With many of the nation’s major meat processing plants still closed or operating at reduced capacity, American hog farmers have been forced to make tough choices. Many plants are starting to come back online; however, facilities are operating at slower speeds to provide social distancing between employees. This has created a major backup in processing and hogs that would typically be sent to plants have nowhere to go.

Chicken and cattle farmers are also struggling with the backup at processing plants, but because of the tight time frame between when a pig is born and when it is ready for slaughter, some of the most drastic actions are occurring on these farms first. Once a hog is ready for slaughter, it cannot be easily held on farms. Hogs that are past six months after birth often grow too large for processing and most processing plants refuse to accept hogs larger than 300 pounds.

The Minnesota Pork Producers Association announced this week that an estimated 10,000 pigs are being euthanized every day in the state. Minnesota’s neighbor to the south, Iowa, is in the same position. An estimated 500,000 hogs in Iowa are backed up, according to the Iowa Pork Producers Association. The National Pork Producers Council estimates at least 10 million hogs nationwide will need to be euthanized by September.

Jason Lusk, the head of the agricultural economics department at Purdue University told National Public Radio that he estimates there is currently a 40 percent reduction in meat processing capacity, which will lead to 200,000 pigs per day being left on their farms.

“That’s a million extra pigs that would have gone to market, but instead are staying on the farm, from just one week,” Lusk told NPR.

The United States Department of Agriculture is already setting up a center that can supply the tools needed to euthanize hogs, including captive bolt guns and cartridges that can be shot into the heads of larger animals.

Iowa officials have gone a step further and asked that federal aid include additional funding for mental health services that can be provided to farmers and the veterinarians who are helping them.

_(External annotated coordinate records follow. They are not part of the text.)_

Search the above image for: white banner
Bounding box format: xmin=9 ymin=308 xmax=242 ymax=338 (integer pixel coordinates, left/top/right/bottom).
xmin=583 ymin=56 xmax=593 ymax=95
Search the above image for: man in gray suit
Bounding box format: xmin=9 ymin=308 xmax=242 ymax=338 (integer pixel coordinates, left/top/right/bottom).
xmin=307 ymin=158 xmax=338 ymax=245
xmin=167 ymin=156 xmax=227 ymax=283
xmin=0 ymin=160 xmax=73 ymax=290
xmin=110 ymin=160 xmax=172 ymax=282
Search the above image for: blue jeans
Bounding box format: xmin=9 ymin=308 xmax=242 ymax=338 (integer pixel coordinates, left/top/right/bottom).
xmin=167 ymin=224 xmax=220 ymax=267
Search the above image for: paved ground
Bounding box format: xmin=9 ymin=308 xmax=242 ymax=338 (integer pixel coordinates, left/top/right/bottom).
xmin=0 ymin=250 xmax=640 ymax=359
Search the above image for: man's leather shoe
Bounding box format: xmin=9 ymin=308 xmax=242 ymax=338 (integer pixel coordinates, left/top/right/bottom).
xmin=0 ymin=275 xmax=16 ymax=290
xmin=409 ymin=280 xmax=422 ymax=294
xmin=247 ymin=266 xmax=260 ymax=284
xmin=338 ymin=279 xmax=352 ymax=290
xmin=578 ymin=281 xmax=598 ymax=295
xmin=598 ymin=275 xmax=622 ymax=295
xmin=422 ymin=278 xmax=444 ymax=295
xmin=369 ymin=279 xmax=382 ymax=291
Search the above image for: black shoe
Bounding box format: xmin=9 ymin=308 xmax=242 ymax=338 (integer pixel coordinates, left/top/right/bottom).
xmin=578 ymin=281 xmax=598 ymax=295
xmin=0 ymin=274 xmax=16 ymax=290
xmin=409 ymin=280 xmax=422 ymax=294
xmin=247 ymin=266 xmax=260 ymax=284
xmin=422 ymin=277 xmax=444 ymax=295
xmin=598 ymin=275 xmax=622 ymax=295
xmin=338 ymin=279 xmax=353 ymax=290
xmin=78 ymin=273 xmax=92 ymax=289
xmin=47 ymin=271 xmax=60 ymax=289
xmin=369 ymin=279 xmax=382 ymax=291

The situation has animal rights activists up in arms. On Tuesday, a large group of protesters gathered at a farm in Iowa. No one was injured, and the property was not damaged, but employees were taunted, harassed and videotaped during the euthanasia process according to Iowa Select Farms.

No farmer wants to euthanize an animal but considering the reduction in the processing capacity, it has become almost inevitable that farmers in the Midwest will have to consider this scenario.